2) İmamoğlu’nun seçim çalışmasında bu iş birliğini büyütüp seçimi kazanacak hale getirebilmek için yapacakları.

İstanbul’da bir ittifak için kritik nokta, DEM Parti’nin “müzakereye açık ancak müzakerenin de açık olmasını öngören” seçim kararı gibi duruyor. HDP’nin yükseliş süreciyle birlikte İstanbul’daki her seçimin belirleyicisi haline gelen ve bugün DEM Parti’nin tabanını oluşturan bir milyondan fazla seçmenin tercihi ne olacak? Burada en belirleyici nokta, başta Esenyurt olmak üzere belli ilçelerdeki başkan ve başkan yardımcısı tercihlerinin nasıl şekilleneceği. DEM Parti’nin buralarda belirleyici olma isteği, bu isteğin nasıl karşılanacağı İmamoğlu’nun kampanyası için büyük önem taşıyor.
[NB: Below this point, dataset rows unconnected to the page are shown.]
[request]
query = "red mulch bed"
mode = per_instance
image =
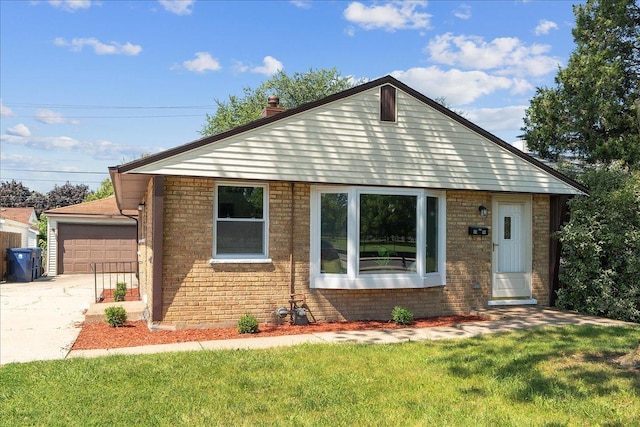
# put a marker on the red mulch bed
(101, 335)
İYİ Parti’de peş peşe istifalar getiren ‘seçime özü başına girme’ kararı ise İmamoğlu cephesinde çok büyük bir sorun olarak değerlendirilmiyor gibi. Akşener’in seçimde iş birliğine kapıları kapatarak 81 ilde kendi adayını çıkarma kararının en büyük faturasını İstanbul’da ödeyeceği düşünülüyor olmalı...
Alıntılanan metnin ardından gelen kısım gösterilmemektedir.